Convert a Python object to XML
Python programmers can export any Python object as an XML instance to implement many functions and versatility. This allows us to process Python objects in a habitual way, and we can choose whether to use the instance attribute as the tag in the generated XML. Just a few lines (derived from the building. py example) can be used to convert a Python "native" object to a DOM object and perform recursive processing on those attributes containing the object.
Try_dom2.py
"""Build a DOM instance from scratch, write it to XML USAGE: python try_dom2.py > outfile.xml""" import types from xml.dom import core from xml.dom.builder import Builder # Recursive function to build DOM instance from Python instance defobject_convert (builder, inst): # Put entire object inside an elem w/ same name as the class. builder.startElement(inst.__class__.__name__) for attr in inst.__dict__.keys(): if attr[0] == '_': # Skip internal attributes continue value = getattr(inst, attr) if type(value) == types.InstanceType: # Recursively process subobjects object_convert(builder, value) else : # Convert anything else to string, put it in an element builder.startElement(attr) builder.text(str(value)) builder.endElement(attr) builder.endElement(inst.__class__.__name__) if __name__ == '__main__': # Create container classes classquotations : pass classquotation : pass # Create an instance, fill it with hierarchy of attributes inst = quotations() inst.title = "Quotations file (not quotations.dtd conformant)" inst.quot1 = quot1 = quotation() quot1.text = """'"is not a quine" is not a quine' is a quine""" quot1.source = "Joshua Shagam, kuro5hin.org" inst.quot2 = quot2 = quotation() quot2.text = "Python is not a democracy. Voting doesn't help. "+\ "Crying may..." quot2.source = "Guido van Rossum, comp.lang.python" # Create the DOM Builder builder = Builder() object_convert(builder, inst) print builder.document.toxml()

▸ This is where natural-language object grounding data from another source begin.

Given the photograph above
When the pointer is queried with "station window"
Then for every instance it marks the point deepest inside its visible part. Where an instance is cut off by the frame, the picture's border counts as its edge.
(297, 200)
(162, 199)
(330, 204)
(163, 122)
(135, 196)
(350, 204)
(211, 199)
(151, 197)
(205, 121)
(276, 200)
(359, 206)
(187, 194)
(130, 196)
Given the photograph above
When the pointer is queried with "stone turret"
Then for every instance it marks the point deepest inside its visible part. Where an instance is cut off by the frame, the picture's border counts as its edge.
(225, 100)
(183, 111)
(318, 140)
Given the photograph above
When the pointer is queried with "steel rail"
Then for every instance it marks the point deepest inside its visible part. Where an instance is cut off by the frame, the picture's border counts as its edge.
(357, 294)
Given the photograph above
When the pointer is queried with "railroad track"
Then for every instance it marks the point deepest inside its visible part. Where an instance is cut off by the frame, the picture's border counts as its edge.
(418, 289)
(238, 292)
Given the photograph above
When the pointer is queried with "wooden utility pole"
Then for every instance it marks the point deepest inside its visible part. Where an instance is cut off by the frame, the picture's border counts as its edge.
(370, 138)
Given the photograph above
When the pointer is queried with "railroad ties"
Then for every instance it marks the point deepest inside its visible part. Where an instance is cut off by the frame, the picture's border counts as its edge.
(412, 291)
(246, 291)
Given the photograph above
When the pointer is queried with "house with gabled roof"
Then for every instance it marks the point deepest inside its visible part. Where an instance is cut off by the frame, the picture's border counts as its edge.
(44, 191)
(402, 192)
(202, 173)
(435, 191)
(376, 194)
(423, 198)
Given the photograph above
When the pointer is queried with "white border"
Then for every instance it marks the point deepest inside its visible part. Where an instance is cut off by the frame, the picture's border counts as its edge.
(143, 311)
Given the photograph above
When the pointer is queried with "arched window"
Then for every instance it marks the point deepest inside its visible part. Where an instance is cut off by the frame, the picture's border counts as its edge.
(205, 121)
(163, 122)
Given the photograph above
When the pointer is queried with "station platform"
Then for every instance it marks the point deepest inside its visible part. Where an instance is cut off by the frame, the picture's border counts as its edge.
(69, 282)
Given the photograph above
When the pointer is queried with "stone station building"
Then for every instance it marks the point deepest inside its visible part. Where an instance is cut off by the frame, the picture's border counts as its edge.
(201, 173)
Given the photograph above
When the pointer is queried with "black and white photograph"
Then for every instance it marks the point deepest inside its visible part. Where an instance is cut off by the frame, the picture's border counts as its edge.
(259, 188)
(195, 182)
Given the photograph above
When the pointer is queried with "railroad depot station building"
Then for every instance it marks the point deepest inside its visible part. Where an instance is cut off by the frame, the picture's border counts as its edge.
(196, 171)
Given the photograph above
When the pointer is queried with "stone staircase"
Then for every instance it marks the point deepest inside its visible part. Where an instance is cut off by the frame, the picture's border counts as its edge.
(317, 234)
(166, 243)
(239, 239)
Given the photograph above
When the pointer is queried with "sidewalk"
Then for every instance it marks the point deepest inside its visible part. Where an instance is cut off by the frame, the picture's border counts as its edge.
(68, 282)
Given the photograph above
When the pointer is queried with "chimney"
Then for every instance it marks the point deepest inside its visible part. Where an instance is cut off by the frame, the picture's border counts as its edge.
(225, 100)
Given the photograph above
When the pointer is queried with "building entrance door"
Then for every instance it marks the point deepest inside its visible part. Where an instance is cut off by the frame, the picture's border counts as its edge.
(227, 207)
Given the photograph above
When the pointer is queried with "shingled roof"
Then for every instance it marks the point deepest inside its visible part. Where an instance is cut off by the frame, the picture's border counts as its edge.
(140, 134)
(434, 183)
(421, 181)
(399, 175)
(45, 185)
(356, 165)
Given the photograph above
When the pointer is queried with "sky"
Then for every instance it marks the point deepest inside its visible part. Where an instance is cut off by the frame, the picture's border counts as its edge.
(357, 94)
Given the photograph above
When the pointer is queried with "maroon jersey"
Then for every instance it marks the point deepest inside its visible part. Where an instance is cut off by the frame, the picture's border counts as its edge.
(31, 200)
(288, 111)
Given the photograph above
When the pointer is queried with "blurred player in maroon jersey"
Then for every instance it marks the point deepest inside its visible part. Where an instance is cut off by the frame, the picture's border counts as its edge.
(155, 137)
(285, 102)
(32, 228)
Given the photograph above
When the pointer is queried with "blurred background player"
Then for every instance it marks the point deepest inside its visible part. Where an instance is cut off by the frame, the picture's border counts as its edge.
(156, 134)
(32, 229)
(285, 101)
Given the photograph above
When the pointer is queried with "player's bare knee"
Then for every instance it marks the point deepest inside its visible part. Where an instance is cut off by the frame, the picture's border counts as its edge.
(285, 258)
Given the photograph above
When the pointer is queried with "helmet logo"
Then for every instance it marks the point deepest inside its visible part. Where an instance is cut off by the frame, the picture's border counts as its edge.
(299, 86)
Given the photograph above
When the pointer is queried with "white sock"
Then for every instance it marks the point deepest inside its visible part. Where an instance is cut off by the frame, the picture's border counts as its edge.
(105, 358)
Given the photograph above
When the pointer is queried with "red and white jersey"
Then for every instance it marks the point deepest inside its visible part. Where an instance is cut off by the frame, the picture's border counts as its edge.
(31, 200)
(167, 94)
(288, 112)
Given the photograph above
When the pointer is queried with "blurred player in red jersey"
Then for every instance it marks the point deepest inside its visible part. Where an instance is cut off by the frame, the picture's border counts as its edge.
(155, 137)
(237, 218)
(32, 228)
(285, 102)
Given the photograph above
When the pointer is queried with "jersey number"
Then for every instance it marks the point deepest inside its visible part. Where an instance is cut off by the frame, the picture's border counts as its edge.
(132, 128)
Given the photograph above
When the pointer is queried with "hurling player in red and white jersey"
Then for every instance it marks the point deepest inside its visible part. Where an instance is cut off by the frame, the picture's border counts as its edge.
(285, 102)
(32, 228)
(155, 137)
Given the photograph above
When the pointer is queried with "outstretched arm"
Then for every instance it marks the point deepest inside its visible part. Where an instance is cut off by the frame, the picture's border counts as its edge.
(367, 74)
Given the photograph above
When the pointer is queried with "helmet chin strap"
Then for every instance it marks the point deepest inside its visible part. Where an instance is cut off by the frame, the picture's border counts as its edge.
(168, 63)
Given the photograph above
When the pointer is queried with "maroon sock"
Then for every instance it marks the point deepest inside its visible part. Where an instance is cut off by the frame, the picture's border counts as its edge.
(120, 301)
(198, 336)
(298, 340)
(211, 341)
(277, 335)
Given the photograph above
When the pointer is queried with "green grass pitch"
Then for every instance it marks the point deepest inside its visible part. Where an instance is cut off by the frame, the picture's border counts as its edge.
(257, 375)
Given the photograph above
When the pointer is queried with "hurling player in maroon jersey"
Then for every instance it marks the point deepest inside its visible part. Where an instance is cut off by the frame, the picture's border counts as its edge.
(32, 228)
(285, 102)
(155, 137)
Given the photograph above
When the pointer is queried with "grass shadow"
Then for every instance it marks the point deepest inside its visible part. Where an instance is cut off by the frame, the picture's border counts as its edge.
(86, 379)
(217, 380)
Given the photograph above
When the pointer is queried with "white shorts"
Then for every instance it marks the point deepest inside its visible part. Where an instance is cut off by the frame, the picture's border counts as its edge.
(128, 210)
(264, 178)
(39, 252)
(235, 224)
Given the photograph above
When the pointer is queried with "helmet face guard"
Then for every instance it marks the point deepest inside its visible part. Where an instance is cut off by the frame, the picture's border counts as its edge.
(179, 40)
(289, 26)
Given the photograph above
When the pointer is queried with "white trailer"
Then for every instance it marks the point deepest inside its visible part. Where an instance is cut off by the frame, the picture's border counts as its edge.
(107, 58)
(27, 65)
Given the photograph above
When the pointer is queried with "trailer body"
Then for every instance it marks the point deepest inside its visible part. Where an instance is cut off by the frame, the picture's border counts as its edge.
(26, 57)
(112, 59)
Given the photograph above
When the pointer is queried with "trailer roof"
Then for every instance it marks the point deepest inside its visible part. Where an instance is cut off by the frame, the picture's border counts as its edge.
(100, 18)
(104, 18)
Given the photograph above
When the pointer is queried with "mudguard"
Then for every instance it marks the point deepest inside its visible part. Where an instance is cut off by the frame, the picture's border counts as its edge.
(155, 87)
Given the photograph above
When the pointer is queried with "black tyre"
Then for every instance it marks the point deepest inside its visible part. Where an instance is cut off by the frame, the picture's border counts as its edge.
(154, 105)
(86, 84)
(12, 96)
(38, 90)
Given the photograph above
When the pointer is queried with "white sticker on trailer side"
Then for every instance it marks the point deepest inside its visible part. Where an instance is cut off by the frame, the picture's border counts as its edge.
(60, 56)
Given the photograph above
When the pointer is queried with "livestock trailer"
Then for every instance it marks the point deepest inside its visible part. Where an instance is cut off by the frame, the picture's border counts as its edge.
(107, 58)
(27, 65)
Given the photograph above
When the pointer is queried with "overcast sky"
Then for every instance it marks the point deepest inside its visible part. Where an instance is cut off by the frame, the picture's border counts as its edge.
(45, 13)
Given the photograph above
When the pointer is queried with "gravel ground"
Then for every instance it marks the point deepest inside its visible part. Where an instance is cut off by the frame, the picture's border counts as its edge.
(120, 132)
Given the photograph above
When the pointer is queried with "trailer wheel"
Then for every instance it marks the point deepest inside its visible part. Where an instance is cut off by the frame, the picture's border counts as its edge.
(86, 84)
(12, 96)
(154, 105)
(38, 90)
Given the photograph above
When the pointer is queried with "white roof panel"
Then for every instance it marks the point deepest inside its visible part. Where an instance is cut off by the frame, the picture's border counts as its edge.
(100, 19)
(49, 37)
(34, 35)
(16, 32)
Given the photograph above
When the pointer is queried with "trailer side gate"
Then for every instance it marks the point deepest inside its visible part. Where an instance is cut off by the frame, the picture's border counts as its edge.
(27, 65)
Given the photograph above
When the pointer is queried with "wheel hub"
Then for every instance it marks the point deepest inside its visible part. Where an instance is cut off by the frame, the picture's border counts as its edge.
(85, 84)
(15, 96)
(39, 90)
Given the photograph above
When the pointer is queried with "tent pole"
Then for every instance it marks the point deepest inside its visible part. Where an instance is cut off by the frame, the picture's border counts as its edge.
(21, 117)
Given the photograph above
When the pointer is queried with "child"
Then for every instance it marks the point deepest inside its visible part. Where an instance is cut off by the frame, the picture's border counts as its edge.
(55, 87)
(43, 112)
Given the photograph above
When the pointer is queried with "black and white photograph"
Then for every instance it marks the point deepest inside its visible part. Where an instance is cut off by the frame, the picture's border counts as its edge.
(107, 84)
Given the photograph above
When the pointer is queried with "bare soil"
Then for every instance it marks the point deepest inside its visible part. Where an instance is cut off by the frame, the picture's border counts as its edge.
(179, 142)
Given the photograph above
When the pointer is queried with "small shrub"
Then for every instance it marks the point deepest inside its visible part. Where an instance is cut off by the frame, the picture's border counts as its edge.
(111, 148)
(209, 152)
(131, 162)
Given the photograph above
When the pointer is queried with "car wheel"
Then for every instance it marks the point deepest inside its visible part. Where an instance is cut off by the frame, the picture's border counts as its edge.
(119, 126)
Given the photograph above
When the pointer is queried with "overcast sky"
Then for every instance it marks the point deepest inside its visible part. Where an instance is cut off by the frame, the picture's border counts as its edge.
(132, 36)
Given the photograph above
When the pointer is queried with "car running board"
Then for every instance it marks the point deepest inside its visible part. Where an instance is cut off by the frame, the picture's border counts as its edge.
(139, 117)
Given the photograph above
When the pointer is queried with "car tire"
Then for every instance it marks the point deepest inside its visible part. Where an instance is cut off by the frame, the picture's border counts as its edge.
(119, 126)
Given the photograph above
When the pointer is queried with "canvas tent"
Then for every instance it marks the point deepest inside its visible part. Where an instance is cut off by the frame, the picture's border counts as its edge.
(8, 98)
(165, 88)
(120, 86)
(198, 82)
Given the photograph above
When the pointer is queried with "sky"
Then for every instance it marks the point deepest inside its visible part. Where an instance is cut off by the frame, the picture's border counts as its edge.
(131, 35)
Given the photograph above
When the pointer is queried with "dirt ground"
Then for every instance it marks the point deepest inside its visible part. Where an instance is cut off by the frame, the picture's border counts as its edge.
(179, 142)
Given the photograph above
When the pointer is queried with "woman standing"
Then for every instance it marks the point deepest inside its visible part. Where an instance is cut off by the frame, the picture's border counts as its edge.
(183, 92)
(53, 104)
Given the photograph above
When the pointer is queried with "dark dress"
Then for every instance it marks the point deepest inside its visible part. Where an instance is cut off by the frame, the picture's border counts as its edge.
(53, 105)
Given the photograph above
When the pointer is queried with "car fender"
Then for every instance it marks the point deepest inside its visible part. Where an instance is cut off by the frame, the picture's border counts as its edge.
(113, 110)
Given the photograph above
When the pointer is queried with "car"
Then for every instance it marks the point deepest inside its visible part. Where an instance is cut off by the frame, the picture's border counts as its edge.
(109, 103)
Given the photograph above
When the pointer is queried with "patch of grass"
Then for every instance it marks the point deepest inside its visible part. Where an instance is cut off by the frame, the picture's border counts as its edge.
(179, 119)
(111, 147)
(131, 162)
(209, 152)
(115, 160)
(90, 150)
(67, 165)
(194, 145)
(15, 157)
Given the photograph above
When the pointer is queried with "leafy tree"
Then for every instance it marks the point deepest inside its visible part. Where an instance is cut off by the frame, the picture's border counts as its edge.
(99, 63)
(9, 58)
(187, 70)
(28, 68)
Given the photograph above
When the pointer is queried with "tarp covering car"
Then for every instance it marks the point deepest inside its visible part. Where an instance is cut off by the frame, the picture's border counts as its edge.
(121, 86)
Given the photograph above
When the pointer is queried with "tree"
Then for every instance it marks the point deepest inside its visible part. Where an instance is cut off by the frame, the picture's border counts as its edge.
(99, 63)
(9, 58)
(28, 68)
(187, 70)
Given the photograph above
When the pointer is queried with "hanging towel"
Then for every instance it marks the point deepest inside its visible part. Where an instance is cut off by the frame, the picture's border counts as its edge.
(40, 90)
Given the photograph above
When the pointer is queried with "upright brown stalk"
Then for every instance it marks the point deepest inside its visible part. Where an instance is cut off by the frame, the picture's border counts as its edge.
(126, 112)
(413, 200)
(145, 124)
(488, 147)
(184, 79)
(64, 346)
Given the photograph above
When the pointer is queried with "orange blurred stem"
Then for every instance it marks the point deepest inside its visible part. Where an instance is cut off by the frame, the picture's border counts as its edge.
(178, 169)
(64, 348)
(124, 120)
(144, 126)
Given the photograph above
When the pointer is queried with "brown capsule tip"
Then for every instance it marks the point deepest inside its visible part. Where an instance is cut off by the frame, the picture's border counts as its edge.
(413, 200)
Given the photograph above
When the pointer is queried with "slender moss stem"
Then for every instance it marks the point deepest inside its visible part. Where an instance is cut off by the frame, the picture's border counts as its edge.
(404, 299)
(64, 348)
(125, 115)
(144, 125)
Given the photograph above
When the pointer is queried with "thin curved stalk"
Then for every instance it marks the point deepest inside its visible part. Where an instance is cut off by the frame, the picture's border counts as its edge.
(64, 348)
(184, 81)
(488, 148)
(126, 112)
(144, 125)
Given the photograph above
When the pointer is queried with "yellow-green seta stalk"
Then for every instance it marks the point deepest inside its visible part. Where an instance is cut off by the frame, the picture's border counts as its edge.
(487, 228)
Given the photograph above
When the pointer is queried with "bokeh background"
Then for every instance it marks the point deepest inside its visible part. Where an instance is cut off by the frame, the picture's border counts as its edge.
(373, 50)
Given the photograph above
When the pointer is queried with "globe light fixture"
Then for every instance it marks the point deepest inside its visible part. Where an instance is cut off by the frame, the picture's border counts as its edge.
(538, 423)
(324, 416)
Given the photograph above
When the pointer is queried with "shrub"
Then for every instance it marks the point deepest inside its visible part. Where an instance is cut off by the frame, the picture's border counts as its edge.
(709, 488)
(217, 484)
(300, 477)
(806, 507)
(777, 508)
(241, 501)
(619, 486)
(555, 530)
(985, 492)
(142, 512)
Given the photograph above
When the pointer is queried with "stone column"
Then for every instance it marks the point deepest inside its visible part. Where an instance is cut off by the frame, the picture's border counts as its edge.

The object_convert () function has some limitations. For example, you cannot use the above process to generate the quotations. dtd: # PCDATA text that conforms to the XML document and can only be placed in the class attributes (such as. text ). A simple work und is to let object_convert () process a property with a name in a special way, such as. PCDATA. You can use various methods to make DOM conversion more clever, but the beauty of this method is that we can start from the entire Python object and convert them into XML documents in a concise way.
It should also be noted that in the generated XML document, there is no obvious sequential relationship between elements at the same level. For example, if Python of a specific version is used in the author's system, the second quotation defined in the source code appears first in the output. However, this order changes between different versions and systems. Attributes of Python objects are not arranged in a fixed order, so this feature is meaningful. We hope that the data related to the database system will have this feature, however, it is clear that Articles marked as XML do not want this feature (unless we want to update William Burroughs's "cut-up" method ).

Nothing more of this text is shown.